Whenever all statements up to and including the \(n\)th statement is true, the \((n+1)\)th statement is also true (induction step).
Then the statement is true for all natural numbers. Show that the strong induction principle works.
Prove that each natural number \(n\geq 2\) can be uniquely written as a product of prime factors. More precisely, there are prime numbers \(p_1,\dots,p_s\) such that \(n = p_1\dots p_s\). Moreover, if \(n = q_1\dots q_l\) where \(q_1,\dots,q_l\) are prime, then \(s=l\) and after reordering we have \(q_1 = p_1,\dots,q_s=p_s\).
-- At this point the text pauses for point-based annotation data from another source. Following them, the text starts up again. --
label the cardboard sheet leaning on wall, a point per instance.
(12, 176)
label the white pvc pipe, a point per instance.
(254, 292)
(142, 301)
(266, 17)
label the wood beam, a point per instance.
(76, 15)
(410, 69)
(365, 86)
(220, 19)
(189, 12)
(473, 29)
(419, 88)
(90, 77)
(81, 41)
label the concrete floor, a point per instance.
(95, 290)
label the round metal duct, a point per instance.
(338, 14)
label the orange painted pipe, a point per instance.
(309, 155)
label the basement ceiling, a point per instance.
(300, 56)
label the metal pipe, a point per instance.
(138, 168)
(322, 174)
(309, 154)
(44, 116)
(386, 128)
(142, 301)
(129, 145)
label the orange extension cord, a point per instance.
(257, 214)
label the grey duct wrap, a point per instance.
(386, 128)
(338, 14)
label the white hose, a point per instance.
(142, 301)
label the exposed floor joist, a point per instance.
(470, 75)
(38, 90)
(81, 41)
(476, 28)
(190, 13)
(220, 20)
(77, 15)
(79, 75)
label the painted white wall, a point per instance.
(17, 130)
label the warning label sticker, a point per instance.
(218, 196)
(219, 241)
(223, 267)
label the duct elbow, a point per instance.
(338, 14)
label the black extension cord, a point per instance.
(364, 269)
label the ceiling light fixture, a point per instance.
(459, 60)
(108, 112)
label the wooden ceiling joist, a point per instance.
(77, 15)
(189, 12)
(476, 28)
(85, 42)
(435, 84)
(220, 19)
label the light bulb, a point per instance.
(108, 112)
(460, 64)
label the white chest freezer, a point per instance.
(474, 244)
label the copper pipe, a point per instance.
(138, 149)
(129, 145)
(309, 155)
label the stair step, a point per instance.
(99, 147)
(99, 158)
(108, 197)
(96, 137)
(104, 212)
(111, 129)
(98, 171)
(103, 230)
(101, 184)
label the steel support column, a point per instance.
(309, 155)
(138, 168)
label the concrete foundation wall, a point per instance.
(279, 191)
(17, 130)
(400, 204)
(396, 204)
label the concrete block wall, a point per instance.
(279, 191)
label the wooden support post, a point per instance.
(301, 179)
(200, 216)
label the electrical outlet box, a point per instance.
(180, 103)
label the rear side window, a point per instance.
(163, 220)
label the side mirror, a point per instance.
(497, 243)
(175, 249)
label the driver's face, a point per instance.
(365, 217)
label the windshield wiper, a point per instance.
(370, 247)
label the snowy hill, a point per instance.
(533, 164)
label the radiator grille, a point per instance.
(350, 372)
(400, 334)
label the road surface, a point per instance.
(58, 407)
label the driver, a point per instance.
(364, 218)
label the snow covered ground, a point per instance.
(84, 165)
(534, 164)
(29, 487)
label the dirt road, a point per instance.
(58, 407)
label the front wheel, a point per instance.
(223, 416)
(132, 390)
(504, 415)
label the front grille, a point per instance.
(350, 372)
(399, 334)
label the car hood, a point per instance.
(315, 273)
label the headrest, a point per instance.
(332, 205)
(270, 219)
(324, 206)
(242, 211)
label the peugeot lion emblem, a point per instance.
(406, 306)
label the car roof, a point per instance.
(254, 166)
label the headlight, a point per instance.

This is the fundamental theorem of arithmetic.
The AM-GM inequality asserts that the arithmetic mean of nonnegative numbers is always at least their geometric mean. That is, if \(a_1,\dots,a_n\geq 0\), then \[\frac{a_1+\dots+a_n}{n}\geq \sqrt[n]{a_1\dots a_n}.\] Prove this inequality.
There are many proofs of this fact and quite a few of them are by induction. In fact, one of the most creative uses of induction can be found in Cauchy’s proof of the AM-GM inequality in Cours d’analyse.
Consider the \(4!\) possible permutations of the numbers \(1,2,3,4\). Which of those permutations keep the expression \(x_1x_2+x_3x_4\) the same?
Show that if \(1+3+5+7+...+97+99=50^2\), then \(1+3+5+7+...+97+99+101=51^2\). Don’t forget that \((a+b)^2=a^2+2ab+b^2\).
Prove that for all positive integers \(n\) there exists a partition of the set of positive integers \(k\le2^{n+1}\) into sets \(A\) and \(B\) such that \[\sum_{x\in A}x^i=\sum_{x\in B}x^i\] for all integers \(0\le i\le n\).
Diophantine equations are those where we’re only interested in finding the integer solutions. Some of these equations are quite simple, while others look simple but are actually very difficult. The most famous one is Fermat’s Last Theorem, which says that when \(n>2\), there are no solutions to \[x^n+y^n=z^n.\] Pierre de Fermat claimed that he proved this in 1637, scribbling it in the margin of a book, but said “I have discovered a truly marvelous proof of this, which this margin is too narrow to contain." It was only proved by Andrew Wiles in 1995. Today’s problems won’t take 358 years to solve.
For which \(n\) is the expression \(4^n+n^4\) prime?
Find all solutions to \(x^2+2=y^3\) in the natural numbers.